Sutradara: Gaspar Noe
Pemain: Nathaniel Brown, Paz de la Huerta, Cyril Roy

Setelah berhasil membuat syok para penikmat film melalui kekerasan yang ekstrim dan adegan pemerkosaan yang berlangsung sangat lama yang menjadi sajian utama dalam Irreversible, sepertinya belum cukup memuaskan ambisi Gaspar Noe. Dia sepertinya ingin melanjutkan hentakan mengejutkan itu lewat Enter the Void, sebuah karya ambisius yang berusaha menerobos batas film sebagai medium bagi kreatifitas: menyajikan film sebagai sebuah pengalaman visual yang tak terlupakan. Begitulah. Dengan pengambilan gambar yang seolah ingin menempatkan penonton dalam posisi seorang pecandu dan pengedar narkoba bernama Oscar, Enter the Void mencoba mengantar penonton – melalui distorsi ruang dan waktu, gemerlap permainan cahaya, persepsi dan halusinasi – mengarungi sebuah pengalaman yang berakar dari pertanyaan menggelitik tentang eksistensi manusia: seperti apakah keadaan paska kematian itu?

Meskipun terdapat poin-poin yang bisa membuat film terkesan menarik setidaknya dari segi aksi (pengedar narkoba, penari telanjang, bar mesum) jangan terlalu berharap pada ceritanya karena pada kenyataannya sangatlah sederhana. Oscar (Nathaniel Brown), seorang pecandu dan pengedar kelas teri, bersama adiknya Linda, seorang penari telanjang, tinggal dalam gemerlapnya dunia malam di Tokyo. Sebuah transaksi narkoba tak berlangsung lancar dan menyebabkan Oscar tertembak.

Ada ungkapan yang menyebut bahwa sesaat sebelum ajal menjemput, perjalanan hidup seseorang melintas dihadapannya.

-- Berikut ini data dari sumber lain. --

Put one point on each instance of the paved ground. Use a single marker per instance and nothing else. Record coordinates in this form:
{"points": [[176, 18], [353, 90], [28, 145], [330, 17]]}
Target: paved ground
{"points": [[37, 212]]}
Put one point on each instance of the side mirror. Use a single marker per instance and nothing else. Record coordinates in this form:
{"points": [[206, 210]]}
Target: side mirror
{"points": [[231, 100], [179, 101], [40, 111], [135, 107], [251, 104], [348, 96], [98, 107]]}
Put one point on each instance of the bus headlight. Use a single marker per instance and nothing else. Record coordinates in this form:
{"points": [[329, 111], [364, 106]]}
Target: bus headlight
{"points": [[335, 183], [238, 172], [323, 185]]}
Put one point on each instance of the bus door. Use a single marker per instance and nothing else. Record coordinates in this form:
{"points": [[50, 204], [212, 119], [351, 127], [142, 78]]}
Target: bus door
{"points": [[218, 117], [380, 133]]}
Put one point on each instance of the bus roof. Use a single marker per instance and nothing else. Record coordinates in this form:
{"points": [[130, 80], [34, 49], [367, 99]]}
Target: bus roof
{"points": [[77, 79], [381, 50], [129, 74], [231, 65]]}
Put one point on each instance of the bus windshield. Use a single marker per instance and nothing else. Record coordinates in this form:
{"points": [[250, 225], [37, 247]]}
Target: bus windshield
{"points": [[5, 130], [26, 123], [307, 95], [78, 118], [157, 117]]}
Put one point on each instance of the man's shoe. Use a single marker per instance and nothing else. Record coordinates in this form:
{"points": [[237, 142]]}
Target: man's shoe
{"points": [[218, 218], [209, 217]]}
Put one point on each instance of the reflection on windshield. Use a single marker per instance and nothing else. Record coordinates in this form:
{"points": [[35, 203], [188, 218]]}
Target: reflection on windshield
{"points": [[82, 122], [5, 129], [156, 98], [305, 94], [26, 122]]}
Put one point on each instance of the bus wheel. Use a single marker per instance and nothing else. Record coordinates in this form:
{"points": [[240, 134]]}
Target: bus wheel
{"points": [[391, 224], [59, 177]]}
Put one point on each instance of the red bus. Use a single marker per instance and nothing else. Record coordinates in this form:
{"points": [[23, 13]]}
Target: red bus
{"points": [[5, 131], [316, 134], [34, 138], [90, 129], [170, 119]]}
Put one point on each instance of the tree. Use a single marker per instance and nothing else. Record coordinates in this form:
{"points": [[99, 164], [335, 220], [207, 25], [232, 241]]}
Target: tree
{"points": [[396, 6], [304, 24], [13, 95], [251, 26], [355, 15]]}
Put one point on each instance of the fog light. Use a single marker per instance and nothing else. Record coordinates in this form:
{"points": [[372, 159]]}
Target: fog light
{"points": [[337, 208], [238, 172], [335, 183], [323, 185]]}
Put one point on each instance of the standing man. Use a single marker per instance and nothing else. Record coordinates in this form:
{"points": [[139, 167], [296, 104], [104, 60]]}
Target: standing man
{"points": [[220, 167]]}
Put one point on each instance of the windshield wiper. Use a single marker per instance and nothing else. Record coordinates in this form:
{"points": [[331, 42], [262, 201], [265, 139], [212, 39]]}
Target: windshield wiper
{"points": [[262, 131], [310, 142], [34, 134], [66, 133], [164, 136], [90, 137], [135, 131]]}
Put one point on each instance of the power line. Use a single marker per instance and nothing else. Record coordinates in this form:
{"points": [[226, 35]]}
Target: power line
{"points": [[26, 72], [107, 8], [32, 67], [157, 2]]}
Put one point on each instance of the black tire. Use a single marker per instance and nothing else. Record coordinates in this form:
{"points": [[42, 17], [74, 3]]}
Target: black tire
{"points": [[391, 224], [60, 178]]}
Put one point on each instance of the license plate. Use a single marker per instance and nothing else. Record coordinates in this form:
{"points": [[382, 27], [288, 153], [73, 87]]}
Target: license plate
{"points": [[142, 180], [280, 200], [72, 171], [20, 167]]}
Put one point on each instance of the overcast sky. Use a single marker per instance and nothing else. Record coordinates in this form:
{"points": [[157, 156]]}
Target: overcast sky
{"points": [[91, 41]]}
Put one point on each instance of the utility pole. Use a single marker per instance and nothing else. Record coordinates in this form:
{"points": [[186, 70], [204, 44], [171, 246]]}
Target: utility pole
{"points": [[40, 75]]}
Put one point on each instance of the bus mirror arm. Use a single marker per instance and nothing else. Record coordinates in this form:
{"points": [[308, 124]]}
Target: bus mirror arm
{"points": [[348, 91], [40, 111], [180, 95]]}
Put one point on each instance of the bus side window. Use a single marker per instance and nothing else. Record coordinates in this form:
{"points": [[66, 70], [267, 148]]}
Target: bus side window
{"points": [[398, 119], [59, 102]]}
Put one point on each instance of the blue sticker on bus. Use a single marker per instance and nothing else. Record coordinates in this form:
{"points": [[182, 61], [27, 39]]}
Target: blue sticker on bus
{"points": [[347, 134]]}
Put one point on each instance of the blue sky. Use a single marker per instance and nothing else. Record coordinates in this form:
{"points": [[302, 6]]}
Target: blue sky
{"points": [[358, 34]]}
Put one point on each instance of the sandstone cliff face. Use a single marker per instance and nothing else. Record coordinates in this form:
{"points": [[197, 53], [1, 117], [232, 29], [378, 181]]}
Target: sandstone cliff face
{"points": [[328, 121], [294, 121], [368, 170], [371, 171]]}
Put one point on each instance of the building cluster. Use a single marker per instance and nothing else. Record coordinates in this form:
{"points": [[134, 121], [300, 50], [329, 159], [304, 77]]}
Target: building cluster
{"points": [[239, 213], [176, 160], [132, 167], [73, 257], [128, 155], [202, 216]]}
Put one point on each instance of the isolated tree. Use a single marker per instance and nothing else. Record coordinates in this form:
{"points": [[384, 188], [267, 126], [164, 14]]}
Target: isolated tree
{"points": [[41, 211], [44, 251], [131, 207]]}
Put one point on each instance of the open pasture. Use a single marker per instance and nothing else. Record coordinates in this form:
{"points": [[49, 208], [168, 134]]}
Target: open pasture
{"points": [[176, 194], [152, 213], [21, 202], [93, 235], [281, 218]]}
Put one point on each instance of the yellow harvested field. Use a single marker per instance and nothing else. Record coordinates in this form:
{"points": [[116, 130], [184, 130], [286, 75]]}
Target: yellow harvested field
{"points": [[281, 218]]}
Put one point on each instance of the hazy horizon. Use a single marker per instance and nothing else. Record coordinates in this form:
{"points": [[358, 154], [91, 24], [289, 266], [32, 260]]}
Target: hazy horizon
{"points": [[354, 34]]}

Setelah penembakan itu, sudut pandang kamera yang mewakili persepsi Oscar, dan juga penonton, berjalan-jalan tanpa mengenal batas ruang dan waktu, menyusuri jejak masa kecilnya, baik yang menyenangkan maupun yang traumatis, menelaah kejadian-kejadian sebelum terjadinya transaksi yang berakhir tragis dan melihat peristiwa yang terjadi setelah dirinya tertembak. Kurang jelas apakah rohnya yang melayang atau semua yang terjadi hanyalah bentukan dari pikirannya. Apapun itu, ini seperti perjalanan spiritual dari jiwa tanpa tubuh yang bisa jadi merupakan eksplorasi dari keadaan seseorang paska kematian. Dan ketika kamera menempatkan diri dalam sudut pandang roh Oscar (atau sesuatu semacam itu), kerja kamera benar-benar dimaksimalkan oleh Gaspar Noe. Mengambil sudut pandang seperti burung yang terbang melintasi kota dengan cepat, kemudian menerobos kabin pesawat, masuk ke dalam vagina seseorang yang sedang melakukan coitus, bahkan menerobos ke dalam pikiran seseorang. Sama sekali tak ada yang menghambatnya.

Berurusan dengan tema yang pelik tidak menjadikan Enter the Void dalam diskursus yang rumit, apalagi Noe menekankan film ini lebih ke aspek visualnya, terbukti dengan dialognya yang dangkal dan nyaris tak berisi. Durasinya yang lama dan banyaknya adegan-adegan yang bersifat repetitif, boleh jadi akan membuat penontonnya merasa lelah dan bosan. Perkecualian mungkin adegan kecelakaan yang diulang beberapa kali sehingga memunculkan kesan traumatis yang mendalam pada karakter tokohnya. Akting Paz de la Huerta yang monoton, jika tak mau dibilang sangat kurang meyakinkan, dan sepertinya hanya bersandar pada pakaiannya yang selalu kekurangan bahan, menjadi titik lemah bagi film ini. Meskipun begitu, usaha sang sutradara untuk selalu menyajikan pengalaman yang unik, kreatif dan berbeda dari yang lain, layak untuk diapresiasi. Seperti Irreversible, film ini juga akan menghasilkan opini penonton yang terbelah. Di satu sisi akan ada yang menyukainya setengah mati, di sisi lain akan ada yang merasakan kebosanan akut sampai-sampai dia berharap lebih baik mati saja daripada menyelesaikan menonton Enter the Void.